La impotencia, la indignación y la rabia dominan la barriada palmesana de La Soledad, donde una vecina de edad avanzada vive una pesadilla que simboliza el desconcierto legal y moral de la España actual. María, una mujer de más de 65 años, enferma y con un diagnóstico de demencia, no puede acceder a su propia vivienda, pese a ser su legítima propietaria. En su interior permanece una inquilina marroquí de unos 45 años que, con el contrato vencido, continúa ocupando el inmueble y lo explota económicamente alquilando habitaciones a terceros.
La historia de María, que durante toda su vida trabajó para pagar esa casa, se ha convertido en un símbolo de injusticia. Sin posibilidad de recuperar su vivienda, pasa las noches en los sofás de sus hijos, desorientada y enferma, mientras la ley la obliga a mantenerse al margen. Su hogar, por el que abonó cada euro, se ha transformado en un negocio ajeno y en un ejemplo del fenómeno creciente de la «inquiokupación», esa nueva modalidad de abuso que aprovecha los vacíos legales y la lentitud judicial para perpetuarse.
La familia de la afectada ha intentado detener la situación, pero el intento se volvió en su contra. Al tratar de impedir que nuevos inquilinos se instalaran en la casa, los hijos de María acabaron siendo denunciados por coacciones, según la Policía Local. Lejos de hallar apoyo institucional, se encontraron con una administración que parece dar la espalda al propietario y amparar al infractor.

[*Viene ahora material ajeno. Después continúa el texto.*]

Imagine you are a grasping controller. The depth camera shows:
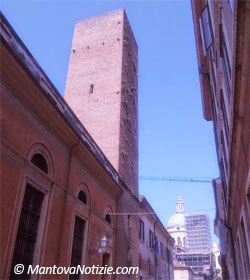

Mientras tanto, los tribunales siguen sin ofrecer una respuesta efectiva. Los familiares aseguran que los procedimientos judiciales avanzan a paso de tortuga y que los jueces «prefieren no implicarse». Cada recurso, cada escrito, cada denuncia se pierde entre la burocracia y la indiferencia. El resultado es una madre sin hogar, hijos criminalizados por defenderla y una sensación de abandono que recorre todo el vecindario.
El caso ha despertado la indignación de los vecinos de La Soledad, que ven en esta historia un reflejo de una realidad cada vez más frecuente: la del ciudadano honesto que, pese a cumplir la ley, se convierte en víctima de un sistema que protege más al ocupante que al propietario. La pregunta que muchos se hacen es sencilla: ¿Cómo es posible que una anciana enferma no pueda regresar a su casa mientras la justicia permanece impasible?
En la España de hoy, poseer una vivienda puede convertirse en un castigo. María no pide compensaciones ni favores políticos; solo desea volver al lugar que le pertenece. Pero en este país, donde los derechos del propietario se diluyen entre leyes ambiguas y un exceso de complacencia, recuperar el propio hogar puede parecer una meta inalcanzable. Mientras los expedientes se acumulan en los juzgados, ella envejece esperando que alguien, al fin, haga cumplir la justicia.